ST. LOUIS — The COVID-19 pandemic could leave lasting effects on the economy if a shift in confidence and fear prevent firms and consumers from returning to their previous investment and spending habits, said a senior economist at the Federal Reserve Bank of St. Louis.
There are two reasons for this scenario, said Julian Kozlowski, whose presentation Friday was part of the series, “Dialogue with the Fed: Beyond today's financial headlines.”
The first factor is the "direct effect," the ongoing risk of contracting COVID-19 in day-to-day activities. The second is what Kozlowski called “belief scarring,” which he defined as a persistent change in thinking about the probability of an extreme, negative shock to the economy. He referred to it as "once bitten, twice shy."

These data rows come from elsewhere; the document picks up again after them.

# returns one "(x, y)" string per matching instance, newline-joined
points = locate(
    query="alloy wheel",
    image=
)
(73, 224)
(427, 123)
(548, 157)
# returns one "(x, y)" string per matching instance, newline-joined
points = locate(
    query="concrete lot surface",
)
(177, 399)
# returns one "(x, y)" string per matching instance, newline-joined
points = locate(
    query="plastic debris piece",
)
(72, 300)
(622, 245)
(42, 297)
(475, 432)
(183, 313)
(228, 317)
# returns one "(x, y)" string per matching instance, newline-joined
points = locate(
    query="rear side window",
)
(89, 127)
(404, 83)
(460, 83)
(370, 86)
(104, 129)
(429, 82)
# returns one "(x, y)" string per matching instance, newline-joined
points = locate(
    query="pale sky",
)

“In a sense, this is learning that the impossible is possible. A regular recession, something that is expected in a sense, does not shift our observations too much," he said.
Kozlowski, who joined the St. Louis Fed in 2018 and has a Ph.D. in economics from New York University, referred to the pandemic and the resulting deep, but short, recession as a “tail event,” something that has a small probability of occurring. He compared it to the recession from 2007 to 2009, another “tail event” that prompted people to reassess taking risks and contributed to the slow economic recovery.
"Large, unexpected shocks do create a shift in expectations and this 'belief scarring' effect," he said.